Vicente Padilla es el mismo. Joven, fuerte, silencioso.
Que su bola rápida sea capaz de alcanzar velocidades próximas a las 100 millas por hora, ya lo sabíamos. También que su sinker es brusco al caer y su slider suave al deslizar.
De igual forma hemos estado claros que prefiere estar a distancia de la prensa, mientras deja que su brazo y sus actuaciones hablen por él. Así que es básicamente el mismo.
Lo distinto es su actitud.
“No he visto a otro jugador tan enfocado durante estos entrenamientos como a Padilla”, ha dicho el manager Larry Bowa, quien lo había criticado sin titubeos en el pasado.

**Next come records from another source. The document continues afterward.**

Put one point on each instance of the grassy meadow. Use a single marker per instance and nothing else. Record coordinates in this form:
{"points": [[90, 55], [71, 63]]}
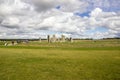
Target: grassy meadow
{"points": [[80, 60]]}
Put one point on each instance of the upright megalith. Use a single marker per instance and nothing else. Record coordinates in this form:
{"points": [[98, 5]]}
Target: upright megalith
{"points": [[39, 39], [53, 39], [48, 38], [71, 40], [62, 38]]}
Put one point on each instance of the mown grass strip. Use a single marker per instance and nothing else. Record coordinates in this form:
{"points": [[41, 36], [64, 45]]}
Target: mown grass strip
{"points": [[61, 48]]}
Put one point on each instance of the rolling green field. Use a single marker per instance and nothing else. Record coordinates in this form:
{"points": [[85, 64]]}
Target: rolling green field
{"points": [[80, 60]]}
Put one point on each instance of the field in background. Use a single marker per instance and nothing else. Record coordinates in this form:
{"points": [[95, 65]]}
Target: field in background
{"points": [[80, 60]]}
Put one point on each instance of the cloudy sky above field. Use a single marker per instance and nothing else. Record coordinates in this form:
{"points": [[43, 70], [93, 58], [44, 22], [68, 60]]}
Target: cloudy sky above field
{"points": [[73, 18]]}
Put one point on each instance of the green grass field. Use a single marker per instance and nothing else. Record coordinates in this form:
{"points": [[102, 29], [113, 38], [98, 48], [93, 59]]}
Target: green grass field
{"points": [[80, 60]]}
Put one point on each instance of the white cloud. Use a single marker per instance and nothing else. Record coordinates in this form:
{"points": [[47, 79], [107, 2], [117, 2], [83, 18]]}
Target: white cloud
{"points": [[31, 16]]}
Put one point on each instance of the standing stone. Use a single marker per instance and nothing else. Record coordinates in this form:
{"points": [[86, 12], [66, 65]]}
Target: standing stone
{"points": [[40, 39], [48, 38], [71, 40], [62, 38]]}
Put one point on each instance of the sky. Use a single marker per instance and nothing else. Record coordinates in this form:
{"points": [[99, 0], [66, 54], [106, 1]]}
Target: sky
{"points": [[73, 18]]}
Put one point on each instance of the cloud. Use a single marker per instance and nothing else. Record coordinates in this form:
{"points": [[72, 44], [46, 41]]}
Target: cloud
{"points": [[41, 17]]}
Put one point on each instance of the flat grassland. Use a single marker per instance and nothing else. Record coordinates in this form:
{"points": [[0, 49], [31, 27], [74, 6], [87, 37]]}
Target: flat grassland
{"points": [[80, 60]]}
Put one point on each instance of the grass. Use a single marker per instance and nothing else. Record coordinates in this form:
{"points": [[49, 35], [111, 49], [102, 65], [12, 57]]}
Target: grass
{"points": [[85, 60]]}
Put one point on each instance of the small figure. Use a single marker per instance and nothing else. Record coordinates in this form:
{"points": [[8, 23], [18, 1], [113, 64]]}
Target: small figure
{"points": [[12, 42]]}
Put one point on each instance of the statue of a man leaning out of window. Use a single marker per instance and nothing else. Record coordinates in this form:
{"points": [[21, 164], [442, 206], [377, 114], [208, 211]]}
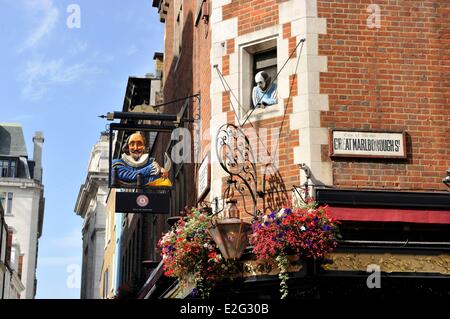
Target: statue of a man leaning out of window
{"points": [[265, 91]]}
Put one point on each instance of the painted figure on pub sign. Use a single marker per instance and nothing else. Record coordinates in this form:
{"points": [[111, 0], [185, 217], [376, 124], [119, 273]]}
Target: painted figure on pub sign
{"points": [[137, 168]]}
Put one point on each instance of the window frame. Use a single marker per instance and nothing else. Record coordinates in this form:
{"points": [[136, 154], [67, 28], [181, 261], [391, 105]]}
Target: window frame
{"points": [[11, 167]]}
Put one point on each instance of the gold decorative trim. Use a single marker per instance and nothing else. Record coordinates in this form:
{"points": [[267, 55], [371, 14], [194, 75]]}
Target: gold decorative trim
{"points": [[390, 262]]}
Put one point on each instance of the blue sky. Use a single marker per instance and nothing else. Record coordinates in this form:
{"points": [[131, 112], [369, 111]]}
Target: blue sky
{"points": [[57, 80]]}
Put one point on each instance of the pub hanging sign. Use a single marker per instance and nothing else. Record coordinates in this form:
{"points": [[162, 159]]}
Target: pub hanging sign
{"points": [[367, 144]]}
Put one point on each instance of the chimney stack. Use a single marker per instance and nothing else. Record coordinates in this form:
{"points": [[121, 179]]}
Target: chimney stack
{"points": [[38, 140]]}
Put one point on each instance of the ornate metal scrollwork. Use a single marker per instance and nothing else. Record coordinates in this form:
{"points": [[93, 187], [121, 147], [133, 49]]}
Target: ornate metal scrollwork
{"points": [[236, 158], [275, 190]]}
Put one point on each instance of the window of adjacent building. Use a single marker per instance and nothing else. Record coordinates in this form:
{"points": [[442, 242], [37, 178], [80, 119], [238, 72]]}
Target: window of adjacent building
{"points": [[8, 168], [7, 201], [261, 56]]}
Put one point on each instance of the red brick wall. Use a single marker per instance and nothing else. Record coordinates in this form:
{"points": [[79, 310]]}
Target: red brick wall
{"points": [[391, 79], [252, 15]]}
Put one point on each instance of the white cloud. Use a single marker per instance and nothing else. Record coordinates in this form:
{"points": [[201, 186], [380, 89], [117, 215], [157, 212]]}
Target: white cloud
{"points": [[39, 76], [78, 47], [48, 16]]}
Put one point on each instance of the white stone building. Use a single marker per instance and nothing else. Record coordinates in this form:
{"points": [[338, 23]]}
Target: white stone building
{"points": [[21, 193], [91, 206]]}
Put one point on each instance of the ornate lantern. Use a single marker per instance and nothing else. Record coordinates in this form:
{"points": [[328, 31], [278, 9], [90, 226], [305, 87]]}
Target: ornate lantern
{"points": [[235, 156]]}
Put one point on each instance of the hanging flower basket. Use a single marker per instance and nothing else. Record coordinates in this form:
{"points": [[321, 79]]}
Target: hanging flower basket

Tampoco se ha visto a otro que rinda tanto como el nica, cuyo récord de 2-0 y 1.89, con 14 ponches, 14 hits y 4 bases en 19 innings, ha sido verdaderamente espectacular.
Tal desempeño indica que Vicente no llegó en cero a los entrenamientos y ha centrado su esfuerzo en alcanzar el ritmo y ajustar detalles para la próxima temporada.
Pero quizá lo esencial, es que Padilla parece haber entrado en etapa de madurez y más que una recta de 96 millas, ese podría ser el lanzamiento que lo saque a flote.
“Ha hecho un gran trabajo y ha tenido una gran actitud. Está poniendo más atención a lo que está haciendo. Ha lucido bien en todos los aspectos”, resumió el mentor Bowa.
Uno de los despachos de AP, publicado en la edición electrónica de The Sporting News, escudriña en detalles que pudieron haber sido decisivos en el cambio de Vicente.
“En octubre pasado Padilla sufrió un accidente en el que murió el conductor del carro, que era de paso su mejor amigo. Eso quizá cambió su perspectiva de la vida”, dice AP.
También podría existir la motivación de probar a los Filis que merecía una extensión por varios años en su contrato, en vez de uno y por 2.6 millones de dólares, como pasó.
Sea cual sea la causa, lo cierto es que hay una transformación en Padilla y no hay duda que estamos a punto de ver al mejor Padilla que su talento y esfuerzo pueden mostrar.